KABAR CIANJUR - Idul Adha, yang dikenal juga sebagai Hari Raya Kurban,
merupakan momen penting dalam Islam yang diperingati oleh muslim di seluruh
dunia setiap tanggal 10 Dzulhijjah. Perayaan ini memiliki sejarah, mengisahkan
keteladanan Nabi Ibrahim dan Nabi Ismail yang ikhlas menjalankan perintah Allah
SWT. Allah menguji kesabaran Nabi Ibrahim dengan perintah untuk menyembelih
putranya tercinta, yaitu Ismail. Dengan keteguhan dan ketaatan, keduanya ikhlas
menjalankan perintah-Nya. Lalu Allah gantikan dengan sembelihan besar berupa
domba jantan dari surga.
Meneruskan amalan tersebut, kini umat Muslim
menjalankan perintah Allah dengan menyembelih hewan kurban untuk kemudian
mereka bagikan. Di beberapa wilayah, perayaan Idul Adha banyak dihiasi kegiatan
penyembelihan hewan kurban. Namun ternyata di wilayah yang lain masih banyak
desa yang minim pekurban, atau bahkan tidak ada sama sekali. Ibadah kurban
bukan sekadar ritual penyembelihan hewan, tetapi juga memiliki makna sosial
yang mendalam. Melalui kurban, umat Islam diajarkan nilai kepedulian dan
solidaritas terhadap sesama, khususnya mereka yang kurang mampu. Daging kurban
dibagikan secara merata, menjadi simbol keadilan sosial dan sarana mempererat
tali persaudaraan di tengah masyarakat. Kurban juga menanamkan semangat
berbagi, keikhlasan, dan pengorbanan demi kebaikan bersama.

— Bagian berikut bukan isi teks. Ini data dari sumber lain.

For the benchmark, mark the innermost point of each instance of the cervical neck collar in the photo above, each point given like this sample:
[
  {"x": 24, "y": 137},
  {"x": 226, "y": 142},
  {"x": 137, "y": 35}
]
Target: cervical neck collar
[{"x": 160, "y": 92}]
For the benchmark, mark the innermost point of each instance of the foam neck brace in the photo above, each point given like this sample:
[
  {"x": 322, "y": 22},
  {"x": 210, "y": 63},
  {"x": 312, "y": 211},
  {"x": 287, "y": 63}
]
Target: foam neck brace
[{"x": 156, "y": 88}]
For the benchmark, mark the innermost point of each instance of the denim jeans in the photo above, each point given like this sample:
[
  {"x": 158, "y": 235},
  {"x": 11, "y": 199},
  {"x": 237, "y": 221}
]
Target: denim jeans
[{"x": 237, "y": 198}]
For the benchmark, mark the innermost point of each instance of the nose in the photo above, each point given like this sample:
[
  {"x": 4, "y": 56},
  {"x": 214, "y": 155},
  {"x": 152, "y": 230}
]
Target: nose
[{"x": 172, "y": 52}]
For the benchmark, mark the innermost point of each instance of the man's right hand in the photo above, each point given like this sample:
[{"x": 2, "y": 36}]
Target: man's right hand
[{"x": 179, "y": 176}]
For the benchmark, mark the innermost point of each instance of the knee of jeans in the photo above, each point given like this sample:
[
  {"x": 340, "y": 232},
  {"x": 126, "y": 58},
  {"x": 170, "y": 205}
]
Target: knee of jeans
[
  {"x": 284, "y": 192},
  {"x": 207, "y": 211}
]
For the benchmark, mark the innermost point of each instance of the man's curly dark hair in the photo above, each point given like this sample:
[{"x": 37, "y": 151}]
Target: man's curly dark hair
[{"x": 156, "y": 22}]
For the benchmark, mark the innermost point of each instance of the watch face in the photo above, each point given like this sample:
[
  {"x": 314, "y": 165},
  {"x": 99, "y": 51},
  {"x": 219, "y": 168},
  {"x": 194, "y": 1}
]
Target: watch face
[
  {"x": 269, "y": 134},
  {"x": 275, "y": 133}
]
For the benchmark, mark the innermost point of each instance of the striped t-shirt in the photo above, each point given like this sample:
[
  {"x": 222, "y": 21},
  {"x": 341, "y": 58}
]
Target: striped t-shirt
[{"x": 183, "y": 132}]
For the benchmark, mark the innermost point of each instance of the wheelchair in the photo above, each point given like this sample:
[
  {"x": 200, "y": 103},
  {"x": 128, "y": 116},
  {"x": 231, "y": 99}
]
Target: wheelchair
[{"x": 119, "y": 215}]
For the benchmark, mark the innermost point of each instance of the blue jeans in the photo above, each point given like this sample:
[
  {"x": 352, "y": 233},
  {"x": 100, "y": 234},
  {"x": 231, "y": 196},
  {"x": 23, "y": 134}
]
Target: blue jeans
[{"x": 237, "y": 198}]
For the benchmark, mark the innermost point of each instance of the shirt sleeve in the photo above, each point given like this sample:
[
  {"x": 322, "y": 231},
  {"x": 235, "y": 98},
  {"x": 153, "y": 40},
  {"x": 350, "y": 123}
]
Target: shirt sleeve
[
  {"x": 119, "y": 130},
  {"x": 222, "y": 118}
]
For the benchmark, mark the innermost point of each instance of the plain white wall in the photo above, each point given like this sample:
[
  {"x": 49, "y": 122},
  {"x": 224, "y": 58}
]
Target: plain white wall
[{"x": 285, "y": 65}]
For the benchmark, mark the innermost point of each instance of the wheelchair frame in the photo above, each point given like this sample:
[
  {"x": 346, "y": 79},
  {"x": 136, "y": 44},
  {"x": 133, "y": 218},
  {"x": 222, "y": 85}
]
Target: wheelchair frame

Pemerataan distribusi hewan kurban sangat
diperlukan mengingat ketimpangan konsumsi daging masyarakat secara nasional
yang sangat tinggi.
Institute for Demographic and Poverty Studies
(IDEAS) menyebut satu persen masyarakat terkaya mengonsumsi 42% produksi daging
nasional atau sekitar 56 ribuan ton. Sementara sebanyak 95% penduduk termasuk
golongan termiskin hanya konsumsi 0,98 persen konsumsi daging nasional.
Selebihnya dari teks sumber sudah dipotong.